Unter der Federführung von Professor Dr. Christoph Stein-Thöringer, Professor für Klinische Infektiologie und Translationale Mikrobiomforschung an der Medizinischen Fakultät der Universität Tübingen, sowie von Professor Dr. Eran Elinav am Deutschen Krebsforschungszentrum (DKFZ) und von Professor Poeck konnte nun in einer internationalen multi-zentrischen Patientenkohorte mit 172 Patienten (n=172) gezeigt werden, dass eine Antibiotikabehandlung im Vorfeld einer CAR-T-Zelltherapie mit ungünstigen Behandlungsergebnissen verbunden ist. Dabei erwies sich die Gabe von Antibiotika als wichtiger Störfaktor bei der Interpretation des Mikrobioms als „Biomarker“ bezüglich der Vorhersage bei den klinischen Ergebnissen. Durch die Fokussierung auf Patienten, die vor der CAR-T-Zell-Gabe keine Antibiotikatherapie erhalten hatten, konnten mittels künstlicher Intelligenz, des so genannten „machine learning“, bestimmte Mikrobiombestandteile entdeckt werden, die eine Vorhersage der klinischen Ergebnisse der CAR-T-Zell-Immuntherapie ermöglichten. Unterstützt wurden die Wissenschaftler bei ihren Analysen von Partnern am Universitätsklinikum Heidelberg, am Klinikum der LMU München, am MD Anderson Cancer Center in Texas und am Moffitt Cancer Center in Florida unterstützt.
„Mit dieser wissenschaftlichen Arbeit ist es zukünftig eventuell möglich, die Wirksamkeit der CAR-T-Zellen besser vorhersagen zu können“, erklärt Professor Poeck. „Nun arbeiten wir weiter mit Hochdruck daran, ob sich unsere Erkenntnisse auch in großen multizentrischen Studien bestätigen.“
Die Erforschung des Mikrobioms bei Krebspatienten und die perspektivische therapeutische Nutzung der gewonnen Erkenntnisse sind seit vielen Jahren ein Forschungsschwerpunkt am UKR. Gemeinsam mit Professor Dr. Dr. André Gessner, Direktor des Instituts für Mikrobiologie und Hygiene der Universität Regensburg, wird derzeit eine therapeutische Nutzung des Mikrobioms mittels so genannter fäkaler Mikrobiotatransplantation (FMT) bei Patienten nach allogener Stammzelltransplantation und nachgewiesenem „Mikrobiomschaden“ geplant. „Diesbezüglich verfügt unsere Mikrobiologie über eine einzigartige Erfahrung, Infrastruktur und auch die notwendigen Akkreditierungen zur Durchführung der klinischen Mikrobiomanalysen und perspektivisch auch FMTs“, erläutert Professor Gessner.

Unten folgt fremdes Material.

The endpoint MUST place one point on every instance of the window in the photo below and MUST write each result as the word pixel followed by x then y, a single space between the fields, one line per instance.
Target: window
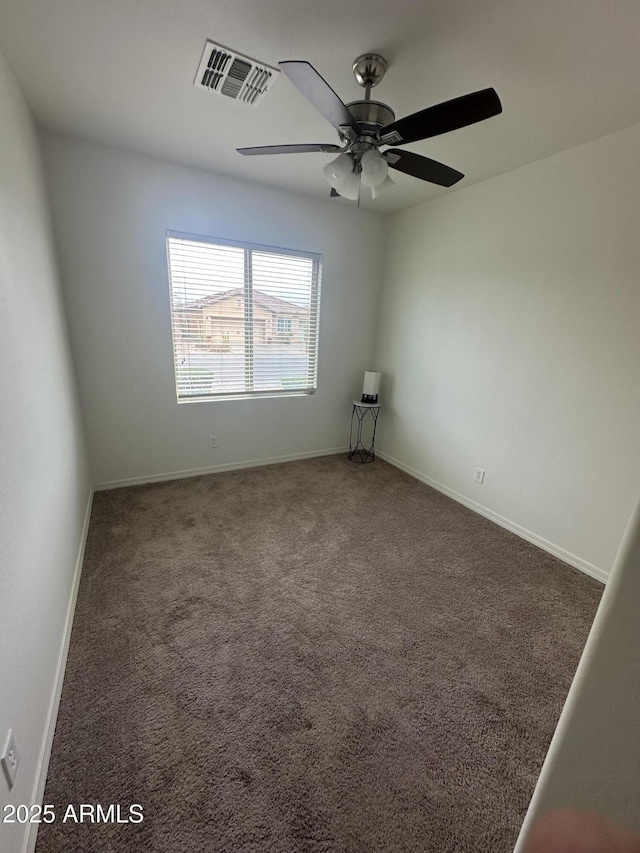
pixel 284 325
pixel 244 318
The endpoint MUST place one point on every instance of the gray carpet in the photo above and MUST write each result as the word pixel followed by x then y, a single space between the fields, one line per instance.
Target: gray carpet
pixel 314 656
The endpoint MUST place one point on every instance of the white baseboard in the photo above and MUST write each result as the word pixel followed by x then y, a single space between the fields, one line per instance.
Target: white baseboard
pixel 54 704
pixel 550 547
pixel 217 469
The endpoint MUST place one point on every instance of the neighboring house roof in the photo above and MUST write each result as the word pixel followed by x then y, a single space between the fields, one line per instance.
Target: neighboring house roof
pixel 271 303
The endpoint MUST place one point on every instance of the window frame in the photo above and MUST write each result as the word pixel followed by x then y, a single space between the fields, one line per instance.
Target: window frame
pixel 312 328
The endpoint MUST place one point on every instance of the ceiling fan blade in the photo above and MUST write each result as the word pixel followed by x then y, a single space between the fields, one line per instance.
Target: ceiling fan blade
pixel 450 115
pixel 290 149
pixel 422 167
pixel 318 92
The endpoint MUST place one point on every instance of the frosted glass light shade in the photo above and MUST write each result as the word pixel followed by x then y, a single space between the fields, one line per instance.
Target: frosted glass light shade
pixel 374 168
pixel 338 170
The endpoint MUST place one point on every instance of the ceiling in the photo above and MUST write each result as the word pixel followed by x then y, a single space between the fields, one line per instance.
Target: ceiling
pixel 121 72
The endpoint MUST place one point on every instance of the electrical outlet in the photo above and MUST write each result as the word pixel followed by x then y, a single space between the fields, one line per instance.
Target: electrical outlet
pixel 10 759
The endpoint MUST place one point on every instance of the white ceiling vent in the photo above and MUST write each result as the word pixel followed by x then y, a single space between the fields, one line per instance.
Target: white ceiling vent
pixel 228 73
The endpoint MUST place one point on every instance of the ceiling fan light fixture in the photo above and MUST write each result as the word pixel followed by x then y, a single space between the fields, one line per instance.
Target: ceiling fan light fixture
pixel 337 171
pixel 350 186
pixel 382 187
pixel 374 168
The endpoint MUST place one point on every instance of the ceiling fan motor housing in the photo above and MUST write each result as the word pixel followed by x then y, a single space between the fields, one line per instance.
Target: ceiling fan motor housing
pixel 371 117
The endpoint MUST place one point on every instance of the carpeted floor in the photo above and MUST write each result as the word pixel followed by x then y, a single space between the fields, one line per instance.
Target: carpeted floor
pixel 314 656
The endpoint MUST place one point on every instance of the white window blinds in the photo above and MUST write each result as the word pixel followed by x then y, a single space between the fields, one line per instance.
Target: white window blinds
pixel 244 318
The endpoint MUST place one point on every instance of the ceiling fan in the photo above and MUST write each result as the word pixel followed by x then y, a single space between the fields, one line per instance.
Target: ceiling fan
pixel 364 126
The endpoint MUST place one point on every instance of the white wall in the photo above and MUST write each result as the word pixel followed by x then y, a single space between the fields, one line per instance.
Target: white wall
pixel 508 338
pixel 44 483
pixel 593 759
pixel 111 210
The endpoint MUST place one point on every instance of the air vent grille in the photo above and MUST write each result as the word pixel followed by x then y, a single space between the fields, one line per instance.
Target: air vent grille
pixel 226 72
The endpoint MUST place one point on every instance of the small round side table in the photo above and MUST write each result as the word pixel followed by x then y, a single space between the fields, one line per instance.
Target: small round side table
pixel 360 415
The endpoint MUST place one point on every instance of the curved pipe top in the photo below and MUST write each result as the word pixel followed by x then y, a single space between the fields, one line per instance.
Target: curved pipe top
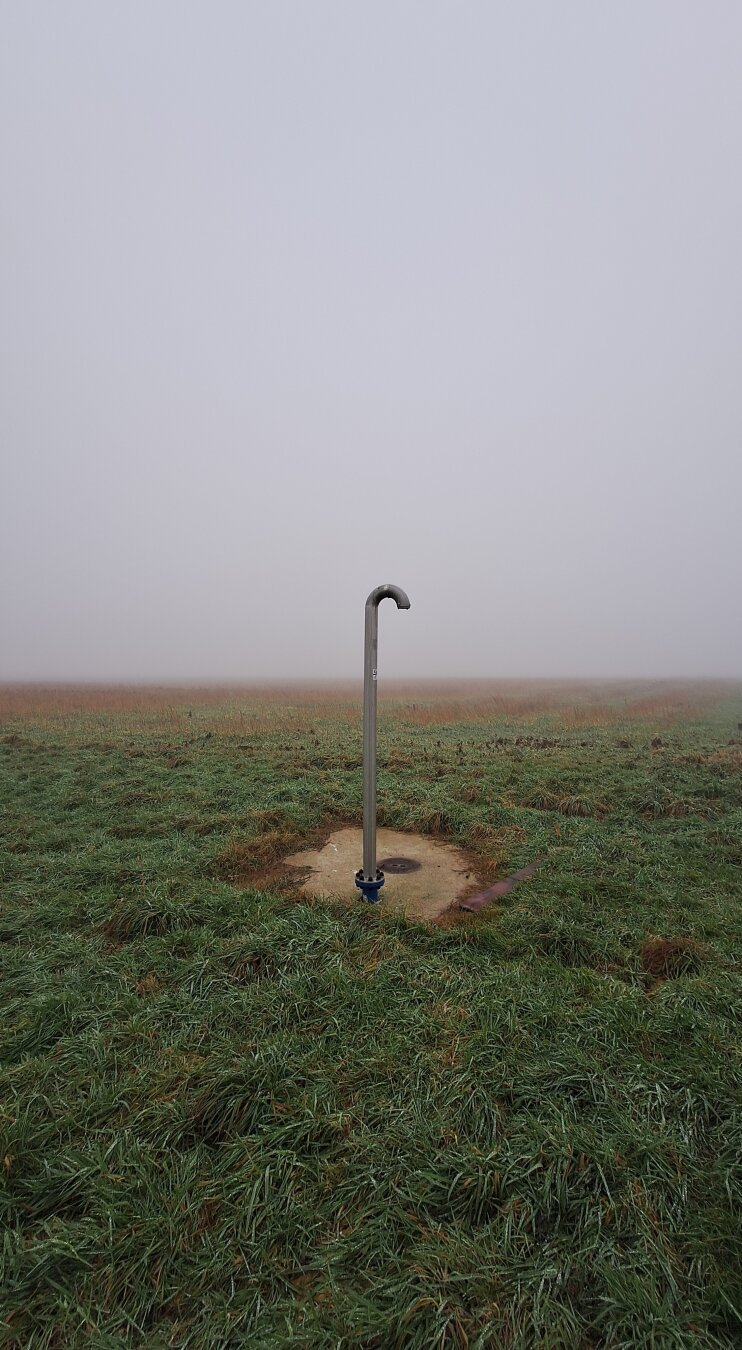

„Basierend auf den aktuellen Erkenntnissen sollte – falls klinisch vertretbar – auf einen restriktiveren Einsatz von Antibiotika geachtet werden. Darüber hinaus ist es sicherlich sinnvoll eine FMT-Studie zur Anwendung bei CAR-T-Zell-Patienten mit nachgewiesenem „Mikrobiomschaden“ vor Infusion zu initiieren und somit gegebenenfalls zur Verbesserung der Therapiewirksamkeit beizutragen“, resümiert Professor Poeck. Diese Studie wollen Professor Poeck und Professor Gessner nun gemeinsam innerhalb des Bayerisches Zentrum für Krebsforschung (BZKF) und des frisch gekürten Nationalen Centrums für Tumorerkrankungen (NCT) WERA am Standort Regensburg vorantreiben.